Half the seats are empty until late in the first quarter when suddenly masses of people arrive, almost all carrying immense quantities of what used to be called refreshments. These are cafeteria size cardboard trays piled with hot dogs, burgers, burritos, Nathan's fries, some puzzling substances covered in great sheets of artificial cheese, huge cups of beer, a few odd Cokes. Health-food it's not. (One's heart goes out to the obese, often couples sharing a few thousand calories. But that's no one's business but their own.) When the game gets cracking the intensity of crowd roar is always a great surprise: a three-pointer ignites leaping fans, fists pumping, screaming (like the player who just scored, also doing some maneuver with his jersey, sometimes also pointing at heaven in thanks), gyrating this way and that in a great common enterprise that always gives me the willies. As political observers know, more than five wildly enthusiastic people in a given place at the same time is a hint of fascism.

The game: the Nets are not a very good team this year (or ever, even when they were the New Jersey Nets before Ratner's project brought them to Brooklyn). But the New York Knickerbockers (I write the name in full for foreign readers) are worse so Brooklyn carries the basketball hopes of the city this year, such as they are. As Einstein alleged, everything is relative.
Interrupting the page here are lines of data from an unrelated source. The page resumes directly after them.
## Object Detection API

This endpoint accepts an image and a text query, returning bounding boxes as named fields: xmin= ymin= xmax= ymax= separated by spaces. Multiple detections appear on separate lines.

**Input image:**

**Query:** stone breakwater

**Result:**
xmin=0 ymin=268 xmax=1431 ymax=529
The Nets seem to have three tactics: in the first, the ball gets relayed side to side far from the basket until a given player launches a three-pointer. The second maneuver is the same ball from side to side until one player, in a fit of abandon, dribbles madly toward the basket hoping some player on the other team will foul him so he can shoot free throws. The third tactic is the same side to side passes until someone is able to get the ball to the big man, Brook Lopez. When Lopez gets the ball, he dances (so to speak) around, fighting toward the hoop. Sometimes his short shorts go in. However, when Lopez is anchoring the defense at the other end his height (and his slow reaction time) isn't much help against small players (about 6'3") who buzz by his hips on their way to lay-ups.

Oh yes, the score. The Nets won in overtime -- a genuine thriller. (The No. 1 seeded Hawks staged a massacre the next time out.) I was astonished because my teams have always lost in overtime. Growing up in Chicago, I was a Cubs fan. The Cubs, some of you know, haven't won a World Series in 106 years. Rooting for the Cubs is like rooting for Poland from the three partitions of the country 1792-95 to the collapse of communism in 1989. But that night the Nets beat the Hawks proving again that on any given night miracles are possible.

Wending my satisfied way back to the subway, descending a few flights of stairs in one of the 18 or so entrances at the Atlantic Yards stop, I was getting on the R train when a gray-haired Russian looking man was getting off. He looked me searchingly in the face and growled a few words I didn't get the first time around. "What?" I said. He tried again: "Dey von?" A light went on. "Yes," I replied, "Dey von!" A slight smile, the man went on to wherever he was going in downtown Brooklyn.